I have not tried this recipe yet, but it looks and sounds delicious. It is from Tasty on Facebook.

 

Here's what you need:
- 4 Tbsp. butter
- 1 medium onion
- 4 carrots
- 4 celery sticks
- 3 cloves garlic
- 1 1/2 lbs cooked turkey
- 64 fl oz chicken broth
- 1 1/2 cup diced parsley
- 2 Tbsp. fresh thyme
- Salt
- Pepper
- 8 oz egg noodles

In a large pot, over medium heat, melt butter, add onion, carrots, celery, garlic, and cook until vegetables are softened, but not brown.

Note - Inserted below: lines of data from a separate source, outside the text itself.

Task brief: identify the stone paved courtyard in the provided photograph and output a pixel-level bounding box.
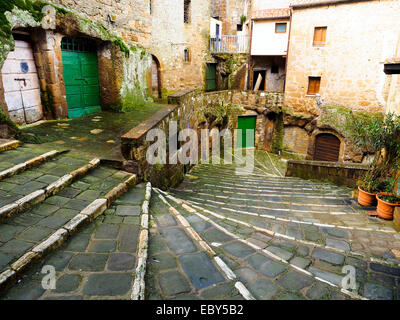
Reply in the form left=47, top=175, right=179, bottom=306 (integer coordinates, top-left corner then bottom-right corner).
left=19, top=103, right=163, bottom=160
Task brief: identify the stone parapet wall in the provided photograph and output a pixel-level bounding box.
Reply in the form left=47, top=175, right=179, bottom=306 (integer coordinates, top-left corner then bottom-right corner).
left=286, top=160, right=369, bottom=188
left=121, top=90, right=282, bottom=189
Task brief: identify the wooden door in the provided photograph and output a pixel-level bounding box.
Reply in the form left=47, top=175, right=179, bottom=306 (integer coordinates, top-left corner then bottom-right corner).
left=206, top=63, right=217, bottom=91
left=1, top=40, right=43, bottom=124
left=62, top=38, right=101, bottom=118
left=314, top=133, right=340, bottom=162
left=151, top=58, right=161, bottom=98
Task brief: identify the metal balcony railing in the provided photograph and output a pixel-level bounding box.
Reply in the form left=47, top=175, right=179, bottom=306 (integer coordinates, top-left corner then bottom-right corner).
left=210, top=36, right=250, bottom=53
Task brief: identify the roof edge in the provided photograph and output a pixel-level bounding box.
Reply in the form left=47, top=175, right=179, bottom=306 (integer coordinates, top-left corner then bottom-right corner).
left=290, top=0, right=376, bottom=9
left=251, top=16, right=290, bottom=21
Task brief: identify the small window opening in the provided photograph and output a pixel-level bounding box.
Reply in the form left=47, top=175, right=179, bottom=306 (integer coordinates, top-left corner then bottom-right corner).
left=183, top=0, right=190, bottom=23
left=183, top=49, right=190, bottom=62
left=271, top=66, right=279, bottom=73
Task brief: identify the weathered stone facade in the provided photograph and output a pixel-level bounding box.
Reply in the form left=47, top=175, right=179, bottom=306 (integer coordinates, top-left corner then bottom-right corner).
left=150, top=0, right=211, bottom=98
left=211, top=0, right=251, bottom=35
left=0, top=0, right=210, bottom=124
left=285, top=1, right=400, bottom=115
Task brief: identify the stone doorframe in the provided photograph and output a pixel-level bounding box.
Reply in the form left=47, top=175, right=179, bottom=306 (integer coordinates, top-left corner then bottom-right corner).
left=306, top=129, right=345, bottom=162
left=0, top=28, right=124, bottom=119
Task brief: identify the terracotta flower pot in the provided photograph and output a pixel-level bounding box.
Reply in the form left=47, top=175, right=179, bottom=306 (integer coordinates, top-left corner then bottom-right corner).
left=358, top=187, right=376, bottom=207
left=376, top=193, right=400, bottom=220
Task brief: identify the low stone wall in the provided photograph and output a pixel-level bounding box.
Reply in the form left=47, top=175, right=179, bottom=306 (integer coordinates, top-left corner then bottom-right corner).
left=286, top=160, right=369, bottom=188
left=121, top=89, right=282, bottom=190
left=121, top=105, right=185, bottom=190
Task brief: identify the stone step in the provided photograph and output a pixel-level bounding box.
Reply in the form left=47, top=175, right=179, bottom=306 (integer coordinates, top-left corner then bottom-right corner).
left=146, top=194, right=244, bottom=300
left=0, top=156, right=100, bottom=222
left=172, top=194, right=400, bottom=265
left=0, top=150, right=66, bottom=181
left=159, top=194, right=356, bottom=299
left=0, top=167, right=139, bottom=294
left=171, top=194, right=400, bottom=299
left=0, top=139, right=20, bottom=152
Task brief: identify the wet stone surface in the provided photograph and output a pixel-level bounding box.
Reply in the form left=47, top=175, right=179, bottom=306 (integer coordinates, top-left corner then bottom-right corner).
left=0, top=186, right=144, bottom=300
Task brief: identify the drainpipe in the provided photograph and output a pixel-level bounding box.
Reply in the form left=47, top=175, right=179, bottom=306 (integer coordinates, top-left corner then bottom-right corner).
left=245, top=19, right=254, bottom=90
left=283, top=8, right=292, bottom=99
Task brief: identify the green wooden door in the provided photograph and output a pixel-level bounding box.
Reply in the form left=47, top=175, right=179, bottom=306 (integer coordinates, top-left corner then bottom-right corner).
left=62, top=38, right=101, bottom=118
left=237, top=116, right=257, bottom=148
left=206, top=63, right=217, bottom=91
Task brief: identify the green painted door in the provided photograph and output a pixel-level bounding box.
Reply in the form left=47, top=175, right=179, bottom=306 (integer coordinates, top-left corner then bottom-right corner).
left=62, top=38, right=101, bottom=118
left=237, top=116, right=257, bottom=148
left=206, top=63, right=217, bottom=91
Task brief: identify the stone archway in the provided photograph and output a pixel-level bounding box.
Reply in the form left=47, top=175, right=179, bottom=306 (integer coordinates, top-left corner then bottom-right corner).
left=306, top=129, right=346, bottom=162
left=151, top=55, right=161, bottom=99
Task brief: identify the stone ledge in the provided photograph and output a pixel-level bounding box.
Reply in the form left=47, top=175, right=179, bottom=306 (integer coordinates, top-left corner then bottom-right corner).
left=121, top=105, right=179, bottom=141
left=0, top=139, right=19, bottom=152
left=287, top=160, right=369, bottom=170
left=131, top=182, right=152, bottom=300
left=285, top=160, right=369, bottom=188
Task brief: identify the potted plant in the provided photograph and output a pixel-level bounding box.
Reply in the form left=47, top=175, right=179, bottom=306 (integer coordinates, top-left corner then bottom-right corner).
left=376, top=174, right=400, bottom=220
left=358, top=113, right=400, bottom=212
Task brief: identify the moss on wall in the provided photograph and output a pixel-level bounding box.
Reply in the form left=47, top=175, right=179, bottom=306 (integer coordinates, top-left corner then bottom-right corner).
left=0, top=0, right=151, bottom=115
left=0, top=107, right=20, bottom=136
left=196, top=103, right=245, bottom=129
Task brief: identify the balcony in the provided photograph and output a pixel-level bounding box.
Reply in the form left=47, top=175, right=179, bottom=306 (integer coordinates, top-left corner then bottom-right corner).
left=210, top=35, right=250, bottom=53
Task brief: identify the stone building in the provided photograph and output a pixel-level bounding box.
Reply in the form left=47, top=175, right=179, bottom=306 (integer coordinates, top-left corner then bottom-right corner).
left=284, top=0, right=400, bottom=162
left=249, top=1, right=290, bottom=92
left=0, top=0, right=210, bottom=124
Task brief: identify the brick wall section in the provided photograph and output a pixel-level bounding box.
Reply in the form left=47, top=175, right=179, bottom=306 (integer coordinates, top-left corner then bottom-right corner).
left=52, top=0, right=211, bottom=96
left=149, top=0, right=211, bottom=96
left=50, top=0, right=151, bottom=46
left=285, top=0, right=400, bottom=114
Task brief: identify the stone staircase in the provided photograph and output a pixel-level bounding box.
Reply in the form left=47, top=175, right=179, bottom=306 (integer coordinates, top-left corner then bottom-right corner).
left=148, top=165, right=400, bottom=299
left=0, top=147, right=150, bottom=299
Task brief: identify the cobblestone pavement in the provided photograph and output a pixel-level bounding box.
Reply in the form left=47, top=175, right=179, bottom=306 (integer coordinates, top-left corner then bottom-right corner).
left=0, top=184, right=145, bottom=300
left=147, top=154, right=400, bottom=300
left=0, top=162, right=126, bottom=273
left=22, top=103, right=165, bottom=160
left=0, top=145, right=74, bottom=207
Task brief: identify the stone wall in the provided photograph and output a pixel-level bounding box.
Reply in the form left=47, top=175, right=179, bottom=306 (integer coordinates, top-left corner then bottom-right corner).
left=211, top=0, right=250, bottom=35
left=121, top=90, right=283, bottom=189
left=148, top=0, right=211, bottom=98
left=285, top=0, right=400, bottom=115
left=212, top=53, right=249, bottom=90
left=46, top=0, right=151, bottom=47
left=0, top=1, right=151, bottom=118
left=286, top=160, right=368, bottom=188
left=0, top=0, right=210, bottom=123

Add turkey, then chicken stock, parsley, thyme, salt, and pepper. Bring liquid to a boil, then simmer for 30 minutes.

Add egg noodles, and simmer for 10 minutes. Stir occasionally.

Serve hot.

 

Tasty's photo.

Respected Contributor
Posts: 2,874
Registered: ‎12-07-2012
 
Sounds great!  Hope you don't mind me adding my favorite, I make it every year.  Sometimes I'm lazy and just use chicken/turkey broth and pick the meat off the carcass instead of doing the whole boiling thing.  Note:  this is not lo-calorie or healthy, but sinfully delicious!  LOL
 
After-Thanksgiving-Turkey-Soup
 
TIME: Prep: 15 min. Cook: 2-1/2 hours + cooling
MAKES: 16 servings
Ingredients
  • 1 leftover turkey carcass (from a 12- to 14-pound turkey)
  • 3 medium onions, chopped
  • 2 large carrots, diced
  • 2 celery ribs, diced
  • 1 cup butter, cubed
  • 1 cup all-purpose flour
  • 2 cups half-and-half cream
  • 1 cup uncooked long grain rice
  • 2 teaspoons salt
  • 1 teaspoon chicken bouillon granules
  • 3/4 teaspoon pepper
 
Directions
  1. Place turkey carcass in a soup kettle or Dutch oven and cover with water. Bring to a boil. Reduce heat; cover and simmer for 1 hour. Remove carcass; cool. Set aside 3 qt. broth. Remove turkey from bones and cut into bite-size pieces; set aside.
  2. In a soup kettle or Dutch oven, saute the onions, carrots and celery in butter until tender. Reduce heat; stir in flour until blended. Gradually add 1 qt. of reserved broth. Bring to a boil; cook and stir for 2 minutes or until thickened.
  3. Add cream, rice, salt, bouillon, pepper, remaining broth and reserved turkey. Reduce heat; cover and simmer for 30-35 minutes or until rice is tender. Yield: 16 servings (about 4 quarts).